Edit: Illustrated behaviour:
1) Always converges on same solution for each DISTANCE_CAP regardless of all the randomisation in the initialisation and progression of the solution
2) Modifying DISTANCE_CAP can result in single-location clusters or a giant blob
import math
from random import choice, shuffle
DISTANCE_CAP = 20
def crow_flies(lat1, lon1, lat2, lon2):
dx1,dy1 = (lat1/180)*3.141593,(lon1/180)*3.141593
dx2,dy2 = (lat2/180)*3.141593,(lon2/180)*3.141593
dlat,dlon = abs(dx2-dx1),abs(dy2-dy1)
a = (math.sin(dlat/2))**2 + (math.cos(dx1) * math.cos(dx2)
* (math.sin(dlon/2))**2)
c = 2*(math.atan2(math.sqrt(a),math.sqrt(1-a)))
km = 6373 * c
return km
# Aim: separate these back out
manchester = [[53.486286, -2.251476, 1],
[53.483586, -2.254534, 2],
[53.475158, -2.248011, 3],
[53.397161, -2.509189, 4]]
stoke = [[53.037375, -2.262903, 5],
[53.031031, -2.199587, 6]]
birmingham = [[52.443368, -1.975714, 7],
[52.429641, -1.902849, 8],
[52.483326, -1.817483, 9]]
# Mix them all together
combined_list = [item for item in manchester]
for item in stoke:
combined_list.append(item)
for item in birmingham:
combined_list.append(item)
shuffle(combined_list)
# Build a matrix:
matrix = {}
for item in combined_list:
for pair_item in combined_list:
if item[2] != pair_item[2]:
distance = crow_flies(item[0], item[1], pair_item[0], pair_item[1])
matrix[(item[2], pair_item[2])] = distance
# pick a random starting location
available_locations = [combined_list[x][2] for x in range(len(combined_list))]

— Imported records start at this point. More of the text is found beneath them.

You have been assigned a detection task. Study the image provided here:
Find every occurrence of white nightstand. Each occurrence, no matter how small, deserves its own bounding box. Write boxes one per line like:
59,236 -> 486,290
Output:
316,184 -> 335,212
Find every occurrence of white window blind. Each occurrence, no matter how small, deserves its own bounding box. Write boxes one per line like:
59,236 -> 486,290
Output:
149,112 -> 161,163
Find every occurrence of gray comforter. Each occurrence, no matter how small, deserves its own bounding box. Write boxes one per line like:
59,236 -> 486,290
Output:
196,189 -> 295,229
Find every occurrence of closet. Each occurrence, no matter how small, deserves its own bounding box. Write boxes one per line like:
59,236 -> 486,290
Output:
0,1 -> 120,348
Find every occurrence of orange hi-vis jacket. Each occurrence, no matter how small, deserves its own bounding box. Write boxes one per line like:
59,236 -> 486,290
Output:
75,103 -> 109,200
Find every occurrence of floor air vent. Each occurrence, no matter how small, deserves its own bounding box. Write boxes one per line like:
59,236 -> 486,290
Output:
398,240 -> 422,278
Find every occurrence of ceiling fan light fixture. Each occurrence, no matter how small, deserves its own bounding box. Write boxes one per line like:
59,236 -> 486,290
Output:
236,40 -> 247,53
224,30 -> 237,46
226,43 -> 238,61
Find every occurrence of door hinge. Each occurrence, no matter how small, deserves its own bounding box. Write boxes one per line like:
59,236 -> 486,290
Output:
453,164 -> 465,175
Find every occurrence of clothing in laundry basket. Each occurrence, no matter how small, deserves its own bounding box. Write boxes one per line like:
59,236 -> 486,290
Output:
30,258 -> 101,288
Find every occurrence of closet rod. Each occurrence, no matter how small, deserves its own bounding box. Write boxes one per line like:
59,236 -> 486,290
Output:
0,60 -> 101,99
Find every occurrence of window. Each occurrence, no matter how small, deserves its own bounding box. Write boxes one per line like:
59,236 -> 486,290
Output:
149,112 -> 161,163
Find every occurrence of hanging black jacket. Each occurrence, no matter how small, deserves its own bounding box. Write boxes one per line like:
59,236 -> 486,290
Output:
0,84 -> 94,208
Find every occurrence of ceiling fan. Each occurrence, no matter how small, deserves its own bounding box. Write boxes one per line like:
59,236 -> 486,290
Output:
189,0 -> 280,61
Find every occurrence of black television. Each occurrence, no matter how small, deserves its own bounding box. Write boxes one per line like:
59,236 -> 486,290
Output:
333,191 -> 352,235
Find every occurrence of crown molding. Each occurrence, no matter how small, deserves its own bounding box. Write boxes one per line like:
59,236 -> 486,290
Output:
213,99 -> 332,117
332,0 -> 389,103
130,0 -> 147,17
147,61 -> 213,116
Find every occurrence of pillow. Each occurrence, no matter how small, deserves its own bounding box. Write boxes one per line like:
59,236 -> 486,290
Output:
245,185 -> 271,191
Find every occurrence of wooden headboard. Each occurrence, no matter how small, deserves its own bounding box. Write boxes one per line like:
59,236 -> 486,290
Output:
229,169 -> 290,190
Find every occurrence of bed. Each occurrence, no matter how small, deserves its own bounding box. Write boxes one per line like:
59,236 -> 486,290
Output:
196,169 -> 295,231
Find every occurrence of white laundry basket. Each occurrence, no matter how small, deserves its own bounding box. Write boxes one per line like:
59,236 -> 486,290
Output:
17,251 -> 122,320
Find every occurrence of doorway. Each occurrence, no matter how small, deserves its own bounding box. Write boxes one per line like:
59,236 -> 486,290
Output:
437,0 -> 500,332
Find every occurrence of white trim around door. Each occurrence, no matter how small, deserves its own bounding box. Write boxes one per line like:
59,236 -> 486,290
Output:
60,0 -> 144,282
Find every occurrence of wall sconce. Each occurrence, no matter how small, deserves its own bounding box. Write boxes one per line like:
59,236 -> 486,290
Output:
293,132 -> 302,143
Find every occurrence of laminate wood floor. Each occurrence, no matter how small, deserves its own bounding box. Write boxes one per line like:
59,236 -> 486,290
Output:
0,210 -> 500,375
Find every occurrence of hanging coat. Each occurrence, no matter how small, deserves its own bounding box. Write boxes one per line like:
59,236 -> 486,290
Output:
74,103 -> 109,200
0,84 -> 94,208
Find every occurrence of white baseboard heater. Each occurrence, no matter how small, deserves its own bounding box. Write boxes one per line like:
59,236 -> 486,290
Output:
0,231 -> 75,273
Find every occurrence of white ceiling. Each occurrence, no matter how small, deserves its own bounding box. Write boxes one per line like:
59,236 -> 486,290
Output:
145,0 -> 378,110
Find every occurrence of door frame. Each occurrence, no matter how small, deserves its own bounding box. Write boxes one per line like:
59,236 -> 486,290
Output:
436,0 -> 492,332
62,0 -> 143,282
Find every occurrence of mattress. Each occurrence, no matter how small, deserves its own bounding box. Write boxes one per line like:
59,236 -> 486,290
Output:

start_loc = choice(available_locations)
available_locations = [a for a in available_locations if a != start_loc]
all_clusters = []
single_cluster = []
single_cluster.append(start_loc)
# RECURSIVELY add items to our cluster until it cannot get larger, then start a
# new one
cluster_got_bigger = True
while available_locations:
if cluster_got_bigger == True:
cluster_got_bigger = False
for loc in single_cluster:
for item in available_locations:
distance = matrix[(loc, item)]
if distance < DISTANCE_CAP:
single_cluster.append(item)
available_locations = [a for a in available_locations if a != item]
cluster_got_bigger = True
if cluster_got_bigger == False:
all_clusters.append(single_cluster)
single_cluster = []
new_seed = choice(available_locations)
single_cluster.append(new_seed)
available_locations = [a for a in available_locations if a != new_seed]
cluster_got_bigger = True
if not available_locations:
all_clusters.append(single_cluster)
print all_clusters
May be my answer is too late.
But a quick solution is to construct a network data-structure from your cities and get the connected components of your graph:
Each city is a node
There is an edge between two cities if their inter-distance is lower than some threshold
Finally, use some python network module (i.e NetworkX).
The code will be something like this:
import networkx as nx
graph = nx.Graph()
# Add all vertices (cities) to the graph
for i, city in enumerate(cities):
graph.add_vertex(i)
# Add edges between cities that lie under a distance threshold
for i, city_one in enumerate(cities):
for j, city_two in enumerate(cities):
if j > i:
link_exists = calculate_distance(city_one, city_two) < threshold
if link_exists:
graph.add_edge(i,j)
# A list of sets, each set has the indices of cities
components = [c for c in sorted(nx.connected_components(G), reverse=False)]
The calculate_distance and threshold are supposed to be known, the first is a function and the second is the distance threshold.